Who at SHC had the greatest influence on you?
“Fr. Clement McNaspy, S.J., taught me Latin, Greek, and I think an English class. He was happy and enthusiastic about knowledge. He was intelligent and willing to share his knowledge on equal terms with anybody who was interested.
“Before we had a final exam in Latin my second year of college, Fr. McNaspy left his door open and a copy in pencil of the exam for the sophomore class in Latin was on his desk. One of the boys went in and found the test, made and gave out copies. There were about 10 boys in the class. Only one other boy and I refused to take a copy of the exam. That test was difficult, and when Fr.
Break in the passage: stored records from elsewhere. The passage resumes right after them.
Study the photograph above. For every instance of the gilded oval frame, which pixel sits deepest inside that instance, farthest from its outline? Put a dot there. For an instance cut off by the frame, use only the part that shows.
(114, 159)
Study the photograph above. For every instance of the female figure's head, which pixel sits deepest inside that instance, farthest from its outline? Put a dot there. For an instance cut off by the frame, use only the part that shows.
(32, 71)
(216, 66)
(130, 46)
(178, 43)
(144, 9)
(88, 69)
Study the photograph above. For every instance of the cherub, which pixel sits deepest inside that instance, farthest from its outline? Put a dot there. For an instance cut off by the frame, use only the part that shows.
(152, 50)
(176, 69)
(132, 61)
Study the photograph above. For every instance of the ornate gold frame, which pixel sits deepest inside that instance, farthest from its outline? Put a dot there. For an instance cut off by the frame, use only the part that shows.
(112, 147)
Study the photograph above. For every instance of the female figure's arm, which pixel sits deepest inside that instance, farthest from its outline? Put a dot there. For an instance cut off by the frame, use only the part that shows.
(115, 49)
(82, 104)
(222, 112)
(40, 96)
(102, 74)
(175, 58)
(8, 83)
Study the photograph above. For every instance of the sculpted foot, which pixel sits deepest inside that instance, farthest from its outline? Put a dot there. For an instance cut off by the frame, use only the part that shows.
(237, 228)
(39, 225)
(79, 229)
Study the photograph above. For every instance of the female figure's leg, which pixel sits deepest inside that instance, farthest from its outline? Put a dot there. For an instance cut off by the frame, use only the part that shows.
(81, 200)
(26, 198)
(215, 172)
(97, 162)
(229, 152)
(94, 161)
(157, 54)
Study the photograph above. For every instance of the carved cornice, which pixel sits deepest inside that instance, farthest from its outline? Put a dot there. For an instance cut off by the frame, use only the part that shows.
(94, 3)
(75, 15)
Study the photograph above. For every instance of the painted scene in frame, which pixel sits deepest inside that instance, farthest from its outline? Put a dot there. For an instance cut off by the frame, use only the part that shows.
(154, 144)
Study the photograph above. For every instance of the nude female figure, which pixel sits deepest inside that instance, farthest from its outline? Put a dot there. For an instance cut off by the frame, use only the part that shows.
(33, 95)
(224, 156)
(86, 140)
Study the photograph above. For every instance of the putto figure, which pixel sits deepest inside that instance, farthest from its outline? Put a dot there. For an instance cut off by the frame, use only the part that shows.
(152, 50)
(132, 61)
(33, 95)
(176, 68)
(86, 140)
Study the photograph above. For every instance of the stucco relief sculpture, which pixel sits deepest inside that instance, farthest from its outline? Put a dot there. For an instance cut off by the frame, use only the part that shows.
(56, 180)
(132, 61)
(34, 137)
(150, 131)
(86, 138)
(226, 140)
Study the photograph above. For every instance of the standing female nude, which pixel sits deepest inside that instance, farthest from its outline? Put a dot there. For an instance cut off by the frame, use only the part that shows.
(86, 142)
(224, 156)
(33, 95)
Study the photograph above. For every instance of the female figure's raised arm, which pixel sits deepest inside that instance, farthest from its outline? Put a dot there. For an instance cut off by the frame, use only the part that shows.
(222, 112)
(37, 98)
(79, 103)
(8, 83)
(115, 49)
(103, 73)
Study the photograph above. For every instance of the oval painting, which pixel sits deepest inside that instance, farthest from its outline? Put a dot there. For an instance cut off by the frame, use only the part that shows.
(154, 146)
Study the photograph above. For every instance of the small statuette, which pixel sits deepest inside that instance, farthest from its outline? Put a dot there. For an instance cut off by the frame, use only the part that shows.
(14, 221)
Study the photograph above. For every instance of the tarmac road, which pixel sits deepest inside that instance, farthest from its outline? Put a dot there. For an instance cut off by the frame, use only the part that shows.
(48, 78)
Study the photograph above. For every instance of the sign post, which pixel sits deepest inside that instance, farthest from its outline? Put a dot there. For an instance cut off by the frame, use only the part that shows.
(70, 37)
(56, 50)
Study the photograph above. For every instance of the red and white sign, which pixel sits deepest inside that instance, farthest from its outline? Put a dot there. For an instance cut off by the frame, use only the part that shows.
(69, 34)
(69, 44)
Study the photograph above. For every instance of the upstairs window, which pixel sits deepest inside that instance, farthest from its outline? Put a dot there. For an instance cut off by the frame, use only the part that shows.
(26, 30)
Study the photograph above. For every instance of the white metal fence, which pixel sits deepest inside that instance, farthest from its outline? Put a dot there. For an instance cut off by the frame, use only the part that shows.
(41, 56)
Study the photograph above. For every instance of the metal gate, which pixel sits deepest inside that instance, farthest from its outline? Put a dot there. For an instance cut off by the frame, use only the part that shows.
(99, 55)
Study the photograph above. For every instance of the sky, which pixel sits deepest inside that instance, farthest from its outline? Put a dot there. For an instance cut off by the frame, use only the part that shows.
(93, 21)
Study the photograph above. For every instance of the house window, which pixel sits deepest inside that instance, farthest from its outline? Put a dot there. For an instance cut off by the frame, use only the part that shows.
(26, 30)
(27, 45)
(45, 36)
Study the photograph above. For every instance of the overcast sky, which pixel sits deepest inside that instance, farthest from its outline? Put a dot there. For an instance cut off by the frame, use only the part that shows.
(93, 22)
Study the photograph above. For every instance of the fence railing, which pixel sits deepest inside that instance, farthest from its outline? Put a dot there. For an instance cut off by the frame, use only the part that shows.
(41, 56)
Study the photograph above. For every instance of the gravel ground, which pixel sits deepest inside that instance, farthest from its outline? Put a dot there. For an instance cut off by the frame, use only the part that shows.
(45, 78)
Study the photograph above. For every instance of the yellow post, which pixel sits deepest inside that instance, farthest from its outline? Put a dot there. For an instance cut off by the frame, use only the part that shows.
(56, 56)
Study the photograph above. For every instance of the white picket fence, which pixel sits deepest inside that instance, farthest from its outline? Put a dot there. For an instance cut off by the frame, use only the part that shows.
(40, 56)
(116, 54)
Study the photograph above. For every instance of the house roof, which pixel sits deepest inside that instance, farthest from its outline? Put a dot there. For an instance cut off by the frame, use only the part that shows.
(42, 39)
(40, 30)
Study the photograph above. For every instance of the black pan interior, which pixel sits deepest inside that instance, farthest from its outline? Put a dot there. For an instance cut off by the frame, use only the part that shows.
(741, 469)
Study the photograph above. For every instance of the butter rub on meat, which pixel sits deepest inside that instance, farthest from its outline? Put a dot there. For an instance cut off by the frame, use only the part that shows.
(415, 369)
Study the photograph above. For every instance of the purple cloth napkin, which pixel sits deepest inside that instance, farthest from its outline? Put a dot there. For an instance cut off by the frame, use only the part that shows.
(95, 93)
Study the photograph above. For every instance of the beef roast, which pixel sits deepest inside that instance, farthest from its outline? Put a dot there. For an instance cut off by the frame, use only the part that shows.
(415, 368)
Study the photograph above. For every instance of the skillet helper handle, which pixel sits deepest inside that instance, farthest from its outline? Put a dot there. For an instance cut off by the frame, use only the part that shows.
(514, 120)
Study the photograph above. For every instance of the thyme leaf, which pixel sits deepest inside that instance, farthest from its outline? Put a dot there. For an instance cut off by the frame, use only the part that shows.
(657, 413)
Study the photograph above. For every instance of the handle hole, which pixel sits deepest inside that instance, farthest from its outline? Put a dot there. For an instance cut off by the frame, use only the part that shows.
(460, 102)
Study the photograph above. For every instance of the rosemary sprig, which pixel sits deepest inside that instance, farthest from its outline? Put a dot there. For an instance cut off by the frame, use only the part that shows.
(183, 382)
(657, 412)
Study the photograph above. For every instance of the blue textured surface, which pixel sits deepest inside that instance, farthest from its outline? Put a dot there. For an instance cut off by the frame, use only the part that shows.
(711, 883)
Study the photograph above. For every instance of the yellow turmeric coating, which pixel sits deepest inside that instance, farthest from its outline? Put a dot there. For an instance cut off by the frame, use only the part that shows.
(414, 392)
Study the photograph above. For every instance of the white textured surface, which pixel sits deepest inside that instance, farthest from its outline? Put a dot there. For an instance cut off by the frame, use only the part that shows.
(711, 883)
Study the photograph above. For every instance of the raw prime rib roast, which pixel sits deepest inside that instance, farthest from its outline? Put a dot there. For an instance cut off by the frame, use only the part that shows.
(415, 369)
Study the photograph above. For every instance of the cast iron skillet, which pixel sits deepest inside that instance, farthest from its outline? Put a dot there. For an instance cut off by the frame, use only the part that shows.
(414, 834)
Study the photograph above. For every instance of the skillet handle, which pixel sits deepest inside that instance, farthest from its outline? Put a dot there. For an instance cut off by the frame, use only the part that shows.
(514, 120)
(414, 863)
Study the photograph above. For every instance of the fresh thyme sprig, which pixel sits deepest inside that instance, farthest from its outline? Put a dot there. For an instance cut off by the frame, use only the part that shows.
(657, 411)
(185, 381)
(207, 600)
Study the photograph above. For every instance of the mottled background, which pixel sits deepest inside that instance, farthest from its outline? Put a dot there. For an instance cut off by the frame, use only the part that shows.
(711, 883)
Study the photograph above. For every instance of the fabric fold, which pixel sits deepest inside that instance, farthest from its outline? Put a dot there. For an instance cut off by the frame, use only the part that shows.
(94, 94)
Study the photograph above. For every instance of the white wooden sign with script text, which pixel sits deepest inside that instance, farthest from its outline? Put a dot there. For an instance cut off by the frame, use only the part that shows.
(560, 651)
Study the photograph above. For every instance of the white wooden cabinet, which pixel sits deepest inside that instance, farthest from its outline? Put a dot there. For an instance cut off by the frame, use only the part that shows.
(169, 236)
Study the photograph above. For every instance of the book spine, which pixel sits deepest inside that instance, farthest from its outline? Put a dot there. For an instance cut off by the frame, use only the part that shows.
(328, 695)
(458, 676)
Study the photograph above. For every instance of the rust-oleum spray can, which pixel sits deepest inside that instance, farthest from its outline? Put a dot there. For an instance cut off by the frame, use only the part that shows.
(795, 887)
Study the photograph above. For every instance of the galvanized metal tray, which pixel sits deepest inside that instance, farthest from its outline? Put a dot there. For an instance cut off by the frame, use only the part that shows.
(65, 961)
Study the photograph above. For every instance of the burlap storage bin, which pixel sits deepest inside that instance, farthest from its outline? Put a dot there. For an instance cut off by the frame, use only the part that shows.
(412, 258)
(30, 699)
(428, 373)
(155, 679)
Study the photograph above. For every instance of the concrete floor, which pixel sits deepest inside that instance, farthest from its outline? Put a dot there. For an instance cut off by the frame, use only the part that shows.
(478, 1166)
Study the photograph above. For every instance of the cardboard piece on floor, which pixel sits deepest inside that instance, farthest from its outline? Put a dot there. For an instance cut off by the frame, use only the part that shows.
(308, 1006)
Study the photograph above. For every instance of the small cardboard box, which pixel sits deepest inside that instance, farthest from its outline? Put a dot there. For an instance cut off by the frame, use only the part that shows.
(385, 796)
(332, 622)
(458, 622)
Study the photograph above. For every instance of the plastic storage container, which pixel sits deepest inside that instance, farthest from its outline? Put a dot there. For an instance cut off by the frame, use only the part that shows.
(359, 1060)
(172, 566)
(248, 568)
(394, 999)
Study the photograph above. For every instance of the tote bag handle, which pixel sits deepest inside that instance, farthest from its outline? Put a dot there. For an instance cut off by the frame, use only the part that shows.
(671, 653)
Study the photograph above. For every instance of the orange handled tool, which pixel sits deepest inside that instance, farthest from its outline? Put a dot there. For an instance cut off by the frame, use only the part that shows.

McNaspy graded the papers, he called each student in and discussed his grade. Only that one other boy and I had passed. That’s all I ever heard about that. That test was on Horace, and it was hard.”
How did the Balthrops become a legacy family?
“My brothers (Sam and Pascal ’48) could have gone to any college with their athletic ability. But, Spring Hill gave them full scholarships and made college possible for all three of us. … During Mardi Gras that year, Spring Hill College played Auburn, and Spring Hill won by something like 50–23. My brother Sam scored more points in that game than the entire Auburn team. But, Sam left Spring Hill during the war and was killed. Pascal joined the Navy about halfway through college, but he finished at Spring Hill after the war.
“The greatest desire I had was to send my children to Spring Hill College. My oldest child went to SHC but did not graduate. Two of my other children attended and graduated (Kathleen ’76 and Patrick ’79). Several of my nieces and nephews have also gone there, and one of my granddaughters (Anna Claire Flood ’11) attends now.”